Open-Source Internship opportunity by OpenGenus for programmers. Apply now.
Reading time: 35 minutes | Coding time: 15 minutes
Y-fast trie is a data structure used to store integers from a bounded domain. It is a bitwise trie, i.e. a binary tree where each subtree stores values having binary representations with common prefix.
It is considered as an upgrade to X-fast tries, allowing more efficient memory usage and faster insertion/deletions.Y-fast trie also treats integers as if they were words of w
bits which allows storing integers as a trie of words.
It is expected to perform five operations:
- find(x): Find x in the given trie.
- predecessor(x): Return the largest element in domain less than or equal to x.
- successor(x): Return the smallest element in domain less greater or equal to x.
- insert(x, v): Insert an element x into trie pointing to value v.
- delete(x): Delete an element x from trie.
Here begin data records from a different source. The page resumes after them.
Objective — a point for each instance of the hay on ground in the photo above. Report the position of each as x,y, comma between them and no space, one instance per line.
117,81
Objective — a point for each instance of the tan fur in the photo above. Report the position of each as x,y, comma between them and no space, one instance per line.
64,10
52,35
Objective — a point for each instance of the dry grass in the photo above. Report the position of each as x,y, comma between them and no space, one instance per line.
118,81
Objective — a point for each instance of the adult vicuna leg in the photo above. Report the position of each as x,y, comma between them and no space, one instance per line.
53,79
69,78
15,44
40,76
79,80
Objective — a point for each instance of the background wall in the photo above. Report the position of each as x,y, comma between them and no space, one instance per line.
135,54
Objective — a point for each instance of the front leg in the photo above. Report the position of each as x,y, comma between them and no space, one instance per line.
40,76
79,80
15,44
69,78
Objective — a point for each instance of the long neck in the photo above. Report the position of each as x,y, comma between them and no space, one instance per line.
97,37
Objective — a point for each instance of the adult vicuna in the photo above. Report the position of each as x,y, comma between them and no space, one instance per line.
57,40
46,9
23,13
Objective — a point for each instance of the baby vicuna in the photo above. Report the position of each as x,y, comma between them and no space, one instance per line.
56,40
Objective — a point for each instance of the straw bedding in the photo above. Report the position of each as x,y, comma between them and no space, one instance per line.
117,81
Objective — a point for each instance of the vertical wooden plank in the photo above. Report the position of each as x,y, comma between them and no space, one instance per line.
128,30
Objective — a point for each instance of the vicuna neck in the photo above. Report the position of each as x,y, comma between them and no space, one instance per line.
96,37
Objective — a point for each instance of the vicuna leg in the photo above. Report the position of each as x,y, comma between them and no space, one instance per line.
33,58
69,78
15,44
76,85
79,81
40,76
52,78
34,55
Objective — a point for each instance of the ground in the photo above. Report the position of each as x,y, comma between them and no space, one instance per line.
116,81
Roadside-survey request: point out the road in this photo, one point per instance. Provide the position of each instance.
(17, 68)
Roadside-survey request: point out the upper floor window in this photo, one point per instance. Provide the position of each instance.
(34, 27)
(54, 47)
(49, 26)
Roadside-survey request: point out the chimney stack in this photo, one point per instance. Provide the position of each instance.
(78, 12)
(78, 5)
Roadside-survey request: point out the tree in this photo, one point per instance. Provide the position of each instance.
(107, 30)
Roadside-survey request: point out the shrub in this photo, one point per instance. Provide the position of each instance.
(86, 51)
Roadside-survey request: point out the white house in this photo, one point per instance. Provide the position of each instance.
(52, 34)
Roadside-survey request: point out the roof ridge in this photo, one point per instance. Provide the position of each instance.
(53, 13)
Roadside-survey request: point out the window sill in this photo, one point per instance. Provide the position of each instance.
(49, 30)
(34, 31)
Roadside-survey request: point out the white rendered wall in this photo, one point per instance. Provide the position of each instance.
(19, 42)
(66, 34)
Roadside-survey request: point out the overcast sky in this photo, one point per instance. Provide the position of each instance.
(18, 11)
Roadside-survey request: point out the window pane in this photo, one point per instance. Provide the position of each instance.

Y-fast tries consists of two data structures:
- X-fast tries
- balanced binary search trees
Keys are divided into logU groups of consecutive elements, with U being the universe size. A balanced bst is created for each group, with each group being of atleast logU / 4 elements and atmost 2logU elements.
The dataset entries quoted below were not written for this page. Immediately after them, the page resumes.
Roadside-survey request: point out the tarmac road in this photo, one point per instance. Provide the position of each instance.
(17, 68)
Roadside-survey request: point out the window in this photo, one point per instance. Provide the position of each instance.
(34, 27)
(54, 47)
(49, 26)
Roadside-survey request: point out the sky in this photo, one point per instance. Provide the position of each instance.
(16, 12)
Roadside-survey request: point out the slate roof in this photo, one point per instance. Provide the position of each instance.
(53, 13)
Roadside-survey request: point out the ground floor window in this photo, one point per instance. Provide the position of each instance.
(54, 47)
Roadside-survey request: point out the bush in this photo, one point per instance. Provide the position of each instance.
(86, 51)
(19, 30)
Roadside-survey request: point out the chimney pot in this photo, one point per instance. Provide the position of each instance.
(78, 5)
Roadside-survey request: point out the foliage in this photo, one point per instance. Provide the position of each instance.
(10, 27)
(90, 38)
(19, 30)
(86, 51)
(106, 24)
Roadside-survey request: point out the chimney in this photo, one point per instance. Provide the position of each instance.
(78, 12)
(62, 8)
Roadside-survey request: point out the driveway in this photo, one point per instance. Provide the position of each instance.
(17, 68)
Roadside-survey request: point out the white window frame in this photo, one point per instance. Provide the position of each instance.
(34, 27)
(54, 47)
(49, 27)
For every binary search tree, a representative r is chosen and all these representatives are stored in a X-fast trie. r has to be smaller than it's successor in X-fast trie and all elements in the bst represented by the successor, as well as greater than its predecessor and all elements in its bst. r does not necessarily have to be one of the element in the bst it represents.
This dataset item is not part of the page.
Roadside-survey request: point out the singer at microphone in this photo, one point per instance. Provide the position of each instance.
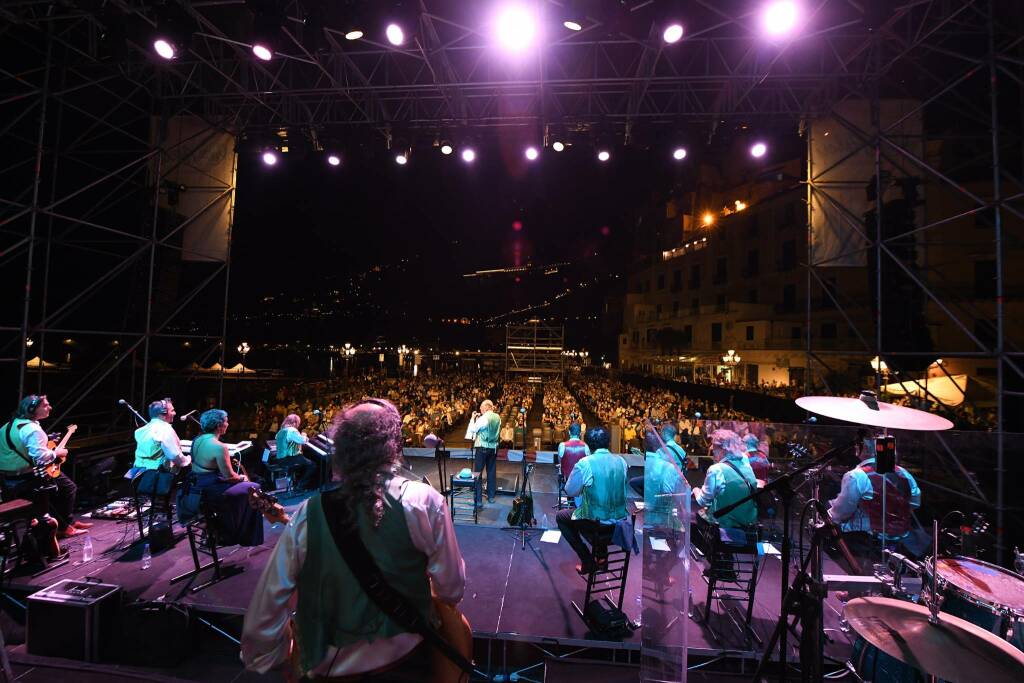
(157, 445)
Image above shows a Y-fast trie with universe size M
.
Y-fast trie starts as a X-fast trie. The major change is that we operate on representative values r
in X-fast tries, and the leaf nodes points to balanced binary search trees rather than values.
Algorithm
Y Fast trie supports the following operations:
- find
- successor and predecessor
- insert
- delete
Find operation
- find(k): Find the element k in trie.
1. Find the predecessor and successor representatives of k in the X-fast
trie, i.e. find largest representative smaller than k and find smallest
representative larger than k in representative X-fast trie.
k can be only in the bst's represented by them.
2. Binary search for k in the binary search trees.
Successor and Predecessor operations
- successor(k) and predecessor(k): Successor is the node with smallest element greater than or equal to k, while predecessor is largest element smaller than or equal to k in trie. This node will have longest common prefix with k.
1. Find the successor and predecessor representatives of k in the X-fast trie.
2. Traverse both trees to get two potential successor (or predecessor) of k.
Select the appropriate of the two options.
Insert operation
- insert(k, v): To insert the key value pair (k, v)
First determine in which balanced bst should k be inserted
1. Find the successor of k. Determine the bst in which the successor is stored.
Let the tree be T.
2. Insert k into tree T, with the node pointing to v.
3. If T has more than 2log2U elements, remove its representative and
split the tree into two balanced bst's. Pick a representative for each tree
and insert them into X-fast trie.
Delete operation
- delete(k):
1. Find the key k and delete it. Let the tree that contained it be T.
2. If the elements count of T goes lower than (log2U)/4, merge tree
T with its predecessor or successor while removing representatives of merged
trees from X-fast trie.
3. Insert representative of new tree into X-fast trie.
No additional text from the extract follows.